CWAC are a disgrace, just throwing taxpayers money at it is not going to solve it. £12 Million so far, plus the £6 Million in October. Someone should be accountable.

By John

Cheshire west and chester council are a total disgrace you only have to look at the shambles and distruction at BARONS QUAY in Northwich to see there not up to the job! and now the town of chester are having the same done to them! WE NEED TO BRING BACK CHESHIRE COUNTY COUNCIL and VALE ROYAL BOROUGH COUNCIL TO SORT OUT THE MESS THEY HAVE GOT US INTO!

By Northwich

Like HS 2.Unessecary ,way overpriced, and will never recoup the£££ overspent on it.

By Justin

Does this not reflect what the Labour party did to the country (NO MONEY LEFT IN THE POT)

By Jester

‘Northwich’. I agree on localising government and that pairing Vale Royal with Chester is shortsighted – Northwich and Vale Royal probably have more in common with south Cheshire or even Manchester than with Chester, which is more in Merseyside’s orbit. But there’s no guarantee that a change of of councils will solve it – if they have the same councillors!

By SW

Dear Jester: You have been misled by the anarcho-capitalists (they call themselves conservative to fool us) and the Daily Mail et. al. Read Place North West instead, its champion! Today’s lesson: the global capitalist system (banks, financial institutes and capital markets) imploded in 2008 and revolving credit essential for businesses and governments stopped overnight (the banks went bust), so governments and central banks had to step in to save their national economies.
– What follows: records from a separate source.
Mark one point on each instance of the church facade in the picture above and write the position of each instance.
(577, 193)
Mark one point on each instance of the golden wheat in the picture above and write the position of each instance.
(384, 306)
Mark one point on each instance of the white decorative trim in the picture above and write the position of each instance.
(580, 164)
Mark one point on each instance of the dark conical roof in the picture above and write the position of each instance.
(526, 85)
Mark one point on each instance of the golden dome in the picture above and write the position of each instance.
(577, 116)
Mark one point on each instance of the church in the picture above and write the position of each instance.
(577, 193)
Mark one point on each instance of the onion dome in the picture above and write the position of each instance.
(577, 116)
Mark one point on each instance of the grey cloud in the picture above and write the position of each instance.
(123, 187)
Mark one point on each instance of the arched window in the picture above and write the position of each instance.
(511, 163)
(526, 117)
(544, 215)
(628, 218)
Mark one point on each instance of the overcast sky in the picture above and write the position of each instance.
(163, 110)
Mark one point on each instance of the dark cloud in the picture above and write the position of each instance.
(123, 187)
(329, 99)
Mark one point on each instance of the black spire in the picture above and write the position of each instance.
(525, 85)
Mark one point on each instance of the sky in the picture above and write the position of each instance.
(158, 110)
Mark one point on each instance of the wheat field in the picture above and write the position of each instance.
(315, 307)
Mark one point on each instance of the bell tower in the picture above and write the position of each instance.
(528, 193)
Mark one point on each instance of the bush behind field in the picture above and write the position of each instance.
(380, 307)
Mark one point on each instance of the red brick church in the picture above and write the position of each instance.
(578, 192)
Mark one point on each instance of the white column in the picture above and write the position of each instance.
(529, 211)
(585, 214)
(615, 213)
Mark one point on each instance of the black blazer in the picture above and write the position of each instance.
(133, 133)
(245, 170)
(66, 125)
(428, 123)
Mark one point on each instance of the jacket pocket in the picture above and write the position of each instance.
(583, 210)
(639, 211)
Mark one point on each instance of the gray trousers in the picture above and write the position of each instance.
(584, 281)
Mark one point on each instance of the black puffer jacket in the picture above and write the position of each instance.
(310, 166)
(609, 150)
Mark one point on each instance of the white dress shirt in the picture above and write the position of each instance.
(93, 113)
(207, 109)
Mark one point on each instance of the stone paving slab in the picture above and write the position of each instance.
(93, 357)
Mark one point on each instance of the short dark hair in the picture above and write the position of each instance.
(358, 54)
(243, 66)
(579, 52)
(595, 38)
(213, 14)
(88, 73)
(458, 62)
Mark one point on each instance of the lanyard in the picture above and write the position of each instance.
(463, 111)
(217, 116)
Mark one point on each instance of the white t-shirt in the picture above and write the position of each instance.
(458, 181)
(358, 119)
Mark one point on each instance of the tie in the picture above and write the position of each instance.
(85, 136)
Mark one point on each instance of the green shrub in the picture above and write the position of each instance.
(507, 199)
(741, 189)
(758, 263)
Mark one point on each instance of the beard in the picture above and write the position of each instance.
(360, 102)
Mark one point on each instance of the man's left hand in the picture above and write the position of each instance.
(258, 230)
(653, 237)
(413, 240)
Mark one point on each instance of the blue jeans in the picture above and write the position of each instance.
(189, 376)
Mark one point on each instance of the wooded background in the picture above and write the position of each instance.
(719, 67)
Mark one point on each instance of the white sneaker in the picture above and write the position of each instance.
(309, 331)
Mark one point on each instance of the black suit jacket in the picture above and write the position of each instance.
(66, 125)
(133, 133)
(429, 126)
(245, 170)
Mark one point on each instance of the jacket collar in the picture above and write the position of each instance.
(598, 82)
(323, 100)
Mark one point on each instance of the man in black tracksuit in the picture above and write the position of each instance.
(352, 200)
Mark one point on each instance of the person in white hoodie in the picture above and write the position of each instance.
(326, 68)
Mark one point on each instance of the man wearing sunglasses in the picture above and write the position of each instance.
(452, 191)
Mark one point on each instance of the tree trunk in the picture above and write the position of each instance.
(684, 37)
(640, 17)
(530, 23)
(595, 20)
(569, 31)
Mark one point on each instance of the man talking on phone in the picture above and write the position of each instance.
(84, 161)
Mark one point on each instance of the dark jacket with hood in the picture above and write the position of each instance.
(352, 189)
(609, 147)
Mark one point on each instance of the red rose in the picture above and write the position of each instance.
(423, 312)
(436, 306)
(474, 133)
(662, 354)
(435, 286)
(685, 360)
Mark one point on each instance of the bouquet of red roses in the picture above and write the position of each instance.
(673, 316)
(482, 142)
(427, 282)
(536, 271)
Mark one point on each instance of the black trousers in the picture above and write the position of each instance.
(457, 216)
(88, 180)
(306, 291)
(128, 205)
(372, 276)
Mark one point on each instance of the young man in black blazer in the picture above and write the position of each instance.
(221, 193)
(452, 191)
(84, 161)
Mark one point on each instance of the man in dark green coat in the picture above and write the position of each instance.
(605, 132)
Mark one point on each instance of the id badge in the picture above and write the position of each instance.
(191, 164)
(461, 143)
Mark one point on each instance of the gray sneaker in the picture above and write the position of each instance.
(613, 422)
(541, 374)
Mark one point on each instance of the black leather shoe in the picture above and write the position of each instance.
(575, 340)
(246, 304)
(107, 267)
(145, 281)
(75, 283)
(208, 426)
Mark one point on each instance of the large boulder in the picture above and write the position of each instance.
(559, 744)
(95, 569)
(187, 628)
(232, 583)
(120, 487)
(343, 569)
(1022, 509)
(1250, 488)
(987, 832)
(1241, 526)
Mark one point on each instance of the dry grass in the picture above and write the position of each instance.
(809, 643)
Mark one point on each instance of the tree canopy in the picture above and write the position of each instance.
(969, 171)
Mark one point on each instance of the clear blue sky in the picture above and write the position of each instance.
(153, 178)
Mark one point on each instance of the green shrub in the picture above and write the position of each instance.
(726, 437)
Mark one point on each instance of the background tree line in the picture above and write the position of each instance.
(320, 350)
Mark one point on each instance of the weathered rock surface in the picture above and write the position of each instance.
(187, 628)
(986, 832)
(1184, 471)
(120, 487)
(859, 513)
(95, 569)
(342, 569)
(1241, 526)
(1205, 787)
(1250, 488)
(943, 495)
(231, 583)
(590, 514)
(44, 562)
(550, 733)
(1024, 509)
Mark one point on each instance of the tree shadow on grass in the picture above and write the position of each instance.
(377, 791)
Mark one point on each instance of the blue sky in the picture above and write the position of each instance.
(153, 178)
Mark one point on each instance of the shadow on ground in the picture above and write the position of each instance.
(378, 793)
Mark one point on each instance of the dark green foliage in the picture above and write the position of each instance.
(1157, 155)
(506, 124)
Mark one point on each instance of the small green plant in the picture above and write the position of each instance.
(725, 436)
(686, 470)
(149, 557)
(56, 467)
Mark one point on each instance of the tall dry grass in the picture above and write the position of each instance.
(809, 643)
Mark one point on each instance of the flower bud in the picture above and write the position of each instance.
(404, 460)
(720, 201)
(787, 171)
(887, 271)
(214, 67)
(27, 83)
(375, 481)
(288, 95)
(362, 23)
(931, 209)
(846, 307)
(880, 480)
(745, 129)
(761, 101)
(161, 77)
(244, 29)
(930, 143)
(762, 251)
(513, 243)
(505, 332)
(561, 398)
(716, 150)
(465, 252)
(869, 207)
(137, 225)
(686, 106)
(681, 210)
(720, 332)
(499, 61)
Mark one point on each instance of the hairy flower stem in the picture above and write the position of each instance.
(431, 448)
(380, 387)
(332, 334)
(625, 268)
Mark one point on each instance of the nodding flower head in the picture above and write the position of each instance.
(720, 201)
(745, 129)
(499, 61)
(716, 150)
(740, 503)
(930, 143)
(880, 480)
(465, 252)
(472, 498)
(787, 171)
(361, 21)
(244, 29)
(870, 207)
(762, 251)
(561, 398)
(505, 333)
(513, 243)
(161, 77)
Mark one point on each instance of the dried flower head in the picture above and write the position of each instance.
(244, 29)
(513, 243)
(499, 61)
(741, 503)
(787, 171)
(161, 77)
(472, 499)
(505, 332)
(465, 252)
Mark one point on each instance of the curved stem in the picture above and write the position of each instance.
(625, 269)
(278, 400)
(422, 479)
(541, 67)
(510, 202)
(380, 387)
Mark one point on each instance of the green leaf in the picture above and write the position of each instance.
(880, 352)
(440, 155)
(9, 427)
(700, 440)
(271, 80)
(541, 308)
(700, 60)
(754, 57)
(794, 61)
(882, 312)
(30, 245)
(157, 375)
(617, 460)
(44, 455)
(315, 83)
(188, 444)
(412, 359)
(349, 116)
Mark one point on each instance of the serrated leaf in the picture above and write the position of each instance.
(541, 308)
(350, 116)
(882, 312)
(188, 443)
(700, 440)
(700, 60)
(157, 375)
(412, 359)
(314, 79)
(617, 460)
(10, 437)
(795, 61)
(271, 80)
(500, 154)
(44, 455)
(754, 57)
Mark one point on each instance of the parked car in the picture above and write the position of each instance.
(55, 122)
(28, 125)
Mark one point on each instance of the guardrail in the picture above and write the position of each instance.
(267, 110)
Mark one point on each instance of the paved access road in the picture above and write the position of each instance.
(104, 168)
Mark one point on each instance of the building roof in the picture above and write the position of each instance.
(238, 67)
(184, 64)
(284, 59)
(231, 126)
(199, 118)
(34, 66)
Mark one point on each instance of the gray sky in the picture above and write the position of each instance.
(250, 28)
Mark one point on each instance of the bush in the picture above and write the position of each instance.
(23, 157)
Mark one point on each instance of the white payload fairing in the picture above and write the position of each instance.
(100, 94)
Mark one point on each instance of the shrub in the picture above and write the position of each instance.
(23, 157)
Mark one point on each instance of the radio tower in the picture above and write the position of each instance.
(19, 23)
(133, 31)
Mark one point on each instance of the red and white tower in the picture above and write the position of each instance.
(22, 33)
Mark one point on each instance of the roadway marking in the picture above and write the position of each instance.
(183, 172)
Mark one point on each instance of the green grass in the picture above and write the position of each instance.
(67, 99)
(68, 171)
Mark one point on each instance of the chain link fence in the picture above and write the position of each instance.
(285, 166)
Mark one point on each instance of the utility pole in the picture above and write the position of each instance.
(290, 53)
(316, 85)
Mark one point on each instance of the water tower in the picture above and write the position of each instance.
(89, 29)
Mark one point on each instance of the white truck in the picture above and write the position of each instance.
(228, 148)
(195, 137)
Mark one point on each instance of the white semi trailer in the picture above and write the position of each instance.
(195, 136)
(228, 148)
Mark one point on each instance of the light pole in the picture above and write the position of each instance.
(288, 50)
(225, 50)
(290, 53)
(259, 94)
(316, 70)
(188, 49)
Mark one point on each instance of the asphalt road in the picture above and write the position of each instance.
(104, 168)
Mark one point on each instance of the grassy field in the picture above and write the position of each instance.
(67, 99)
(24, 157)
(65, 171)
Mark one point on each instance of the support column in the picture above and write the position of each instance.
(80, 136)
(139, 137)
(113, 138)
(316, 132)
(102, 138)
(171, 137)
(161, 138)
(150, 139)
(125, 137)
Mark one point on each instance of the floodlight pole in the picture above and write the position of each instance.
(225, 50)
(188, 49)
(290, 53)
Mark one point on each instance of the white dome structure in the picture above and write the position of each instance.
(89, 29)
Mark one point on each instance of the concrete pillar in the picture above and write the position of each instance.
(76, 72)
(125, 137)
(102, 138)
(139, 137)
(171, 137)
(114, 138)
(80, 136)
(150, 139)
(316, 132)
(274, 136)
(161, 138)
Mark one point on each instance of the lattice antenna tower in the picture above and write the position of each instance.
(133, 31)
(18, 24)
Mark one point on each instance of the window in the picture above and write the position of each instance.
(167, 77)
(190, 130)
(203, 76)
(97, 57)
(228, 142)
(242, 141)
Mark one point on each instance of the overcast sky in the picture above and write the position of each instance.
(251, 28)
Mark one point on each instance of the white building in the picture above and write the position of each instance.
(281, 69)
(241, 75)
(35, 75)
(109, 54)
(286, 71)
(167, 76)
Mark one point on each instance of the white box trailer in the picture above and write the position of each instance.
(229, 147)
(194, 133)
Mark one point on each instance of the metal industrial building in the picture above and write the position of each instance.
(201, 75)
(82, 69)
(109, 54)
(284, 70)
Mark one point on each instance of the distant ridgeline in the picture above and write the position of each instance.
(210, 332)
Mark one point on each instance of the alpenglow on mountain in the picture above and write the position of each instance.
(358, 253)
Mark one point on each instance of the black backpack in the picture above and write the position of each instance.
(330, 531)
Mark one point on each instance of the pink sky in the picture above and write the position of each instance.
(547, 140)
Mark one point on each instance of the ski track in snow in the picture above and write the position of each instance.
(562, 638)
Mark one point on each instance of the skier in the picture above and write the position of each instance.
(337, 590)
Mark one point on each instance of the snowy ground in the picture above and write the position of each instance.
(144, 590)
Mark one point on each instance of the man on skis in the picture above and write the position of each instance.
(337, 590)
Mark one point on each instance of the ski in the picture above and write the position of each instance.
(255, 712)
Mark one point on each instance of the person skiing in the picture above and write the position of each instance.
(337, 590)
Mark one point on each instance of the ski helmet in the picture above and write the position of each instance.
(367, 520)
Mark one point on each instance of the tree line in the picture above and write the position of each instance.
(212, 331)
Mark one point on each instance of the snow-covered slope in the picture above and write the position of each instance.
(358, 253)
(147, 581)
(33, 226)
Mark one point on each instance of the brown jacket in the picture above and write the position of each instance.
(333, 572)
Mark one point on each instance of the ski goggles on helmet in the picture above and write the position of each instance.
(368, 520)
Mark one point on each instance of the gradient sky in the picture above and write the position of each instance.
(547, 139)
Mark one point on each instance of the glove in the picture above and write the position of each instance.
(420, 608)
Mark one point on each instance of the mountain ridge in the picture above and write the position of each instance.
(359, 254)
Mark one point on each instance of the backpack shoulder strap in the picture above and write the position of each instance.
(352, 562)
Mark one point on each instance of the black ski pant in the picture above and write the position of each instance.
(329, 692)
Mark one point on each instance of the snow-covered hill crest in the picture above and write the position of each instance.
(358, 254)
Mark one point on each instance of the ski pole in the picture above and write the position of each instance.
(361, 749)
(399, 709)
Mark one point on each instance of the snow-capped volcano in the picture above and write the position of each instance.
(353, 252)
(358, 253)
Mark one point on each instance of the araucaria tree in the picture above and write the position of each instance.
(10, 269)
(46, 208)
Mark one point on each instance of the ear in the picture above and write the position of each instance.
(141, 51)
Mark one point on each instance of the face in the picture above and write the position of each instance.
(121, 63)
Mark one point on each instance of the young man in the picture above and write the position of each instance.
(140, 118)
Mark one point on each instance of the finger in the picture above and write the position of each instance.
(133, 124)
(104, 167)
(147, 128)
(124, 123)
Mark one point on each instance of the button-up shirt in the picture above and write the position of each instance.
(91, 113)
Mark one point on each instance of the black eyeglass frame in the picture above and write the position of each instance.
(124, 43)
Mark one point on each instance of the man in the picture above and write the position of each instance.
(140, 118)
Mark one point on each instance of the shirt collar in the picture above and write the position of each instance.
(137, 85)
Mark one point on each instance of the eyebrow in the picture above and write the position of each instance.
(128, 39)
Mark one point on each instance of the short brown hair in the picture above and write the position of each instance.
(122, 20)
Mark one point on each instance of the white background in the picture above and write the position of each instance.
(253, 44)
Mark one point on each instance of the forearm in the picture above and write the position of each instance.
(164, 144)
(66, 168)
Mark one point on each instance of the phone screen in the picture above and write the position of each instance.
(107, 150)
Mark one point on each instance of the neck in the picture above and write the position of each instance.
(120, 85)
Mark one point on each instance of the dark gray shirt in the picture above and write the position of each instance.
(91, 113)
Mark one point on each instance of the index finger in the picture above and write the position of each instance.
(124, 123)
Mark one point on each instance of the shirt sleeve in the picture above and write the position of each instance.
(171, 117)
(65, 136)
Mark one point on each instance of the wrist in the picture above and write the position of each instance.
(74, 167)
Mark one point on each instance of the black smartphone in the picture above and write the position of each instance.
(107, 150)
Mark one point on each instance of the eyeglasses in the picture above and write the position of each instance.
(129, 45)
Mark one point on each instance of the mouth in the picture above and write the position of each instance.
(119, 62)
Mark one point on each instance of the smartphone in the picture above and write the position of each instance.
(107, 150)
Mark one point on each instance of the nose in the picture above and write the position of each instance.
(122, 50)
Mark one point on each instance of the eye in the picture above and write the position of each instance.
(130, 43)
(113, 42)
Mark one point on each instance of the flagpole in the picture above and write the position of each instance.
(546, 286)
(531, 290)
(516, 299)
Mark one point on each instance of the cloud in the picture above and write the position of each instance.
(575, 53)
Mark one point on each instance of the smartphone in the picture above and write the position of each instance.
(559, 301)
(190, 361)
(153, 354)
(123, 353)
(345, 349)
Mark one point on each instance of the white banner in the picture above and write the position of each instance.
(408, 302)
Contrary to what the anarcho-capitalist/libertarian media said. By the way, the same crowd fooled folk into voting for Brexit (so that big money can ‘take back control’). Yes, I know. I’m boring and I should get a life!

By James Yates

It is clear that this project has been severely mismanaged throughout, given the amount of fee’s already paid without any real physical progress being made.

Just a thought, but perhaps it would have been better to get new project managers in who are capable of delivering a project of this nature, as opposed to replacing the design team whom are simply working under these managers?

How much is the bill going to rise by employing new architects, new planning consultants, new drainage engineers, a new principal designer, new structural and civil engineers, new party wall consultants??
They are in danger of “doubling-up” on consultants fee’s with these wholesale changes.

By Chester B

… this black hole of non-accountability must stop now and a thorough investigation of where and how the money has been spent is one thing but how was it procured, where does the buck stop, who is in control, what were the previous architects paid for, etc, etc, etc

This money could have and should have been spent on frontline services not an ego project that some in the Council have been trying to deliver for nearly 20 years – come on new CEO sort it out!